Один направился к ближайшему терминалу, второй занялся саркофагами, а вот женщина двинулась прямо ко мне, умело перебирая предусмотрительно где-то раздобытыми ботинками.
Ну, раз уж начали по-английски…
— Мэм, разрешите вас поприветствовать на борту.
Моего корявого вступления она словно не заметила.
— Все директивы выполнены?
И тут же у меня мелькнул знакомый транспарант с одиноким зелёным кружком. На случай, если я сомневался, что это свои. Можно подумать, это могли быть какие-то чужие.
— Да, мэм.
Она смотрела на меня, не мигая, как на неживой предмет, изучая.
— Были на базе какие-либо происшествия, о которых не стало известно из открытых источников?
Читайте «вам есть, что нам сообщить нового».

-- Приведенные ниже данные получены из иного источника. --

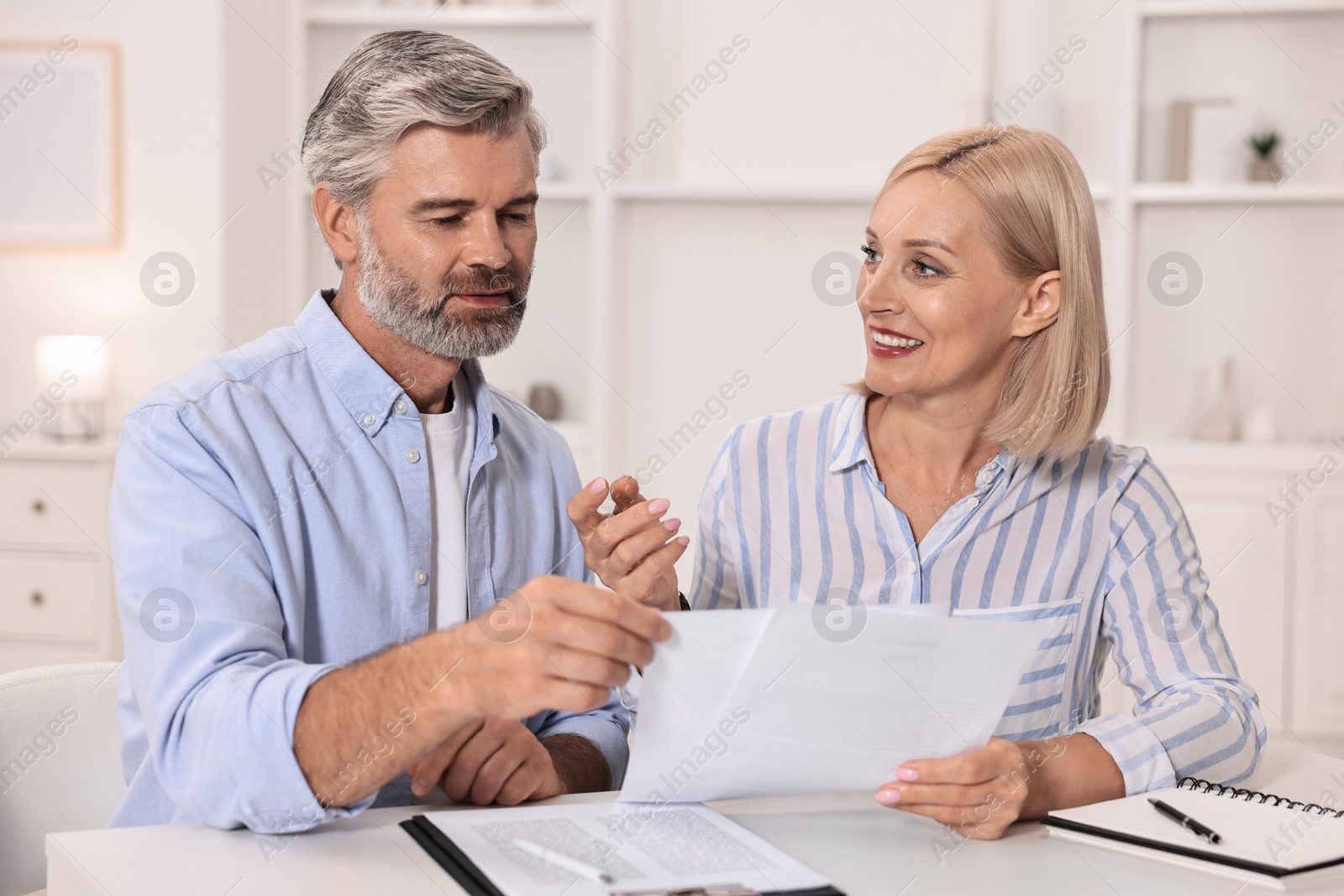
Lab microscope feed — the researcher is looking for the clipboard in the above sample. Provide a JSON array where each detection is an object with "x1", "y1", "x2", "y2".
[{"x1": 401, "y1": 815, "x2": 845, "y2": 896}]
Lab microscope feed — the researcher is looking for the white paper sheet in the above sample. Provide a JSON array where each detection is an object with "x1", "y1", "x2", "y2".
[
  {"x1": 620, "y1": 605, "x2": 1047, "y2": 802},
  {"x1": 426, "y1": 804, "x2": 829, "y2": 896}
]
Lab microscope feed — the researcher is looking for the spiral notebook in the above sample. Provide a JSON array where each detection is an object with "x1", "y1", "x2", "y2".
[{"x1": 1044, "y1": 778, "x2": 1344, "y2": 888}]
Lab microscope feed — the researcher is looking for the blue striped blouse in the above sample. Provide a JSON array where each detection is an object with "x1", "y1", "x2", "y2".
[{"x1": 690, "y1": 394, "x2": 1265, "y2": 794}]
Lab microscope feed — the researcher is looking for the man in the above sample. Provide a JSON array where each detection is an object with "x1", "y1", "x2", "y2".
[{"x1": 110, "y1": 31, "x2": 669, "y2": 831}]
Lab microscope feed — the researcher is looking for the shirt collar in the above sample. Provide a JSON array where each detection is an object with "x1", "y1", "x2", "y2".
[
  {"x1": 827, "y1": 394, "x2": 1017, "y2": 488},
  {"x1": 294, "y1": 291, "x2": 500, "y2": 451}
]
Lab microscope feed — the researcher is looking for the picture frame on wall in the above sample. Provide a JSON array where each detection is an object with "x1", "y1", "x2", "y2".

— На станции никак нет, из внутрикорпоративных новостей «Янгуан Цзи»…
— Неважно.
Она оглядела меня с головы до ног, так что я внезапно и остро почувствовал себя раздетым.
— Что-нибудь ещё, мэм?
Она обернулась к одному из саркофагов и замерла в выжидательной позе, явно в этот момент молчаливо общаясь с кем-то, находящимся внутри.
— Медблок станции полностью функционален?
— Да, там часть боксов…
Только завершив фразу, я обратил внимание, что обращалась она вовсе не ко мне. Здоровый мужик, что колдовал у терминала, не оборачиваясь, коротко кивнул.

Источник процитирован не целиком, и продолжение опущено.